Recordé el libro del cuarto de los niños, con su bello lomo, donde estaba escrito el nombre de Timothy Hartford.
– Sus gritos fueron tan atronadores que no pudimos evitar oírlos -recordó Myra, girando el pie para dejar salir el aire frío-, pero nada comparado con los de ella.
– ¿Los de quien? -pregunté en voz baja.
– Los de su madre, Jemina. Comenzaron cuando se llevaron de aquí al pequeño y no cesaron durante una semana. Si hubieras oído ese lamento… Un dolor que haría encanecer el cabello. No comía, no bebía, su palidez llegó a igualar a la del pobre hijo muerto, Dios lo tenga en su gloria.
Temblé. Traté de hacer concordar esa descripción con la de la mujer poco agraciada y regordeta, que parecía demasiado vulgar para experimentar semejante sufrimiento.
– Dijiste hijos. ¿Qué ocurrió con los otros?
– Otro -aclaró Myra-. Adam. Vivió más que Timmy. Todos creíamos que se había salvado de la maldición. Pobre chico, no fue así. Lo habían protegido mucho más que a su hermano. Su madre no le permitía más actividad que leer en la biblioteca. No quería cometer dos veces el mismo error. -Myra suspiró y flexionó las rodillas, acercándolas al pecho para combatir el frío-. Pero no hay en este mundo una madre que pueda evitar que su hijo haga una travesura cuando se lo propone.
– ¿Cuál fue su travesura, la que le causó la muerte?
– No hizo más que subir las escaleras. Ocurrió en la casa del mayor en Buckinghamshire. Yo no lo vi, pero Sarah, la criada de la casa, estaba limpiando la sala y lo contempló con sus propios ojos. Contó que el niño estaba corriendo muy rápido, que tropezó y se resbaló. Nada más. Aparentemente no se había lastimado, porque pudo ponerse de pie y seguir andando. Pero esa noche su rodilla se hinchó como un melón maduro, tal como había ocurrido con el hombro de Timmy, y más tarde comenzó a llorar.
– ¿También agonizó durante días, como su hermano?

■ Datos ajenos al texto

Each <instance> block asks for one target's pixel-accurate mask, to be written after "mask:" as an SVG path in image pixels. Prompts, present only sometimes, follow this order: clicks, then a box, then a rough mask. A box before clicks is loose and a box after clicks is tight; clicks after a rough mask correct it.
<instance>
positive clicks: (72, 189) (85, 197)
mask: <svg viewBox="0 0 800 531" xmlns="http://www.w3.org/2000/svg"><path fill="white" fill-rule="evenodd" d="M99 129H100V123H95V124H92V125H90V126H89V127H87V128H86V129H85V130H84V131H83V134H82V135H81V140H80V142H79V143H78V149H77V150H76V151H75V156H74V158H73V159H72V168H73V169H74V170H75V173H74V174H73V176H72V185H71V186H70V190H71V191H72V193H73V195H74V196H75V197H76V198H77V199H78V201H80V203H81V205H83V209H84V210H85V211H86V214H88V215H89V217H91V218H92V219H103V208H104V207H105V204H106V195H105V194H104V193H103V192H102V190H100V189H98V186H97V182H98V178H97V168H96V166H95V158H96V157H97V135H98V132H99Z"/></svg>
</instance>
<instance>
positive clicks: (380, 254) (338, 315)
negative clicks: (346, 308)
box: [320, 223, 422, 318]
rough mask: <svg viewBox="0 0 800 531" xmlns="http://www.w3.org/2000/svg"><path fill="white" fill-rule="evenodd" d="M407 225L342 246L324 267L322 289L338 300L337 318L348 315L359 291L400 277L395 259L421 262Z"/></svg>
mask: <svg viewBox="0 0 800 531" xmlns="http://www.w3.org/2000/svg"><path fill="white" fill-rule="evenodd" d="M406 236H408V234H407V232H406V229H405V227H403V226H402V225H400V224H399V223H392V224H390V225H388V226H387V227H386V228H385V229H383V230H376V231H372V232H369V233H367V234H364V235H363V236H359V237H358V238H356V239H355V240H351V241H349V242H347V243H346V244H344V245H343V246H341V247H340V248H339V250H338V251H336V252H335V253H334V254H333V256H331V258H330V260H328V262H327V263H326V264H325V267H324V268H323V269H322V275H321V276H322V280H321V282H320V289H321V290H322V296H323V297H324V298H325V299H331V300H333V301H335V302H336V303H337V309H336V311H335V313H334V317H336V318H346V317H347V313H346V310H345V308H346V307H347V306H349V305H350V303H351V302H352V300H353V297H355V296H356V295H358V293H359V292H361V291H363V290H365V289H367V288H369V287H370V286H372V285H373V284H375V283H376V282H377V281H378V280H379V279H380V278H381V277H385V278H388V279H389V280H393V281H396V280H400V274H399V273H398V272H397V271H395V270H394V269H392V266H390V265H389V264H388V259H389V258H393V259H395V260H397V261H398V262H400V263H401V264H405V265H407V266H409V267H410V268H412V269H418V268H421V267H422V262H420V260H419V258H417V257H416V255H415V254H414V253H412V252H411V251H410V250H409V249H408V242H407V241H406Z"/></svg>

– No, no fue así con Adam -explicó Myra bajando la voz-. El pobre gritó agonizante casi toda la noche llamando a su madre, rogándole que lo librara del dolor. En la casa nadie pegó ojo esa noche, ni siquiera el señor Barker, el mozo de cuadra, que era medio sordo. Todos se quedaron en sus camas escuchando los gritos de dolor del niño. El mayor veló junto a su puerta toda la noche, demostró gran valentía y no derramó una sola lágrima.
Luego, justo antes de que amaneciera, según dijo Sarah, los gritos cesaron súbitamente y en la casa reinó un silencio mortal. Por la mañana, cuando ella le llevó al niño la bandeja con el desayuno, encontró a Jemina acostada en su cama. Tenía a su hijo en bazos, con el rostro tan sereno como el de un ángel, como si sólo estuviera dormido.
– ¿Gritaba, como la otra vez?
– No. Sarah dijo que se la veía casi tan serena como a su hijo. Tal vez porque el niño había dejado de sufrir. La noche había terminado y ella lo había visto partir a un lugar mejor, donde las dificultades y las penas ya no podrían acosarlo.
Consideré la situación que Myra había descrito. La súbita interrupción de los gritos del niño. El alivio de la madre.
– Myra -murmuré lentamente-, ¿no crees que…?
– Creo que fue una bendición que el niño muriera más rápidamente que su hermano, eso es lo que creo -me interrumpió Myra.
Nos quedamos en silencio, y por un instante pensé que Myra se había dormido. Pero su respiración no era profunda, por lo que creí que sólo simulaba dormir. Estiré mi manta hasta el cuello y cerré los ojos, tratando de no imaginar escenas con niños gimientes y madres desesperadas.
Ya estaba abandonándome al sueño cuando el susurro de mi compañera rasgó el aire helado.
– Ahora está esperando otro hijo. Nacerá en agosto. Debes multiplicar tus rezos, ¿me oyes? Especialmente ahora, en Navidad, cuando Dios está más cerca de nosotros. -Inesperadamente, Myra se había vuelto piadosa-. Debes rogar que esta vez traiga al mundo un niño saludable. Uno que no se desangre y muera a tan temprana edad -concluyó dándose vuelta y enrollándose en la manta.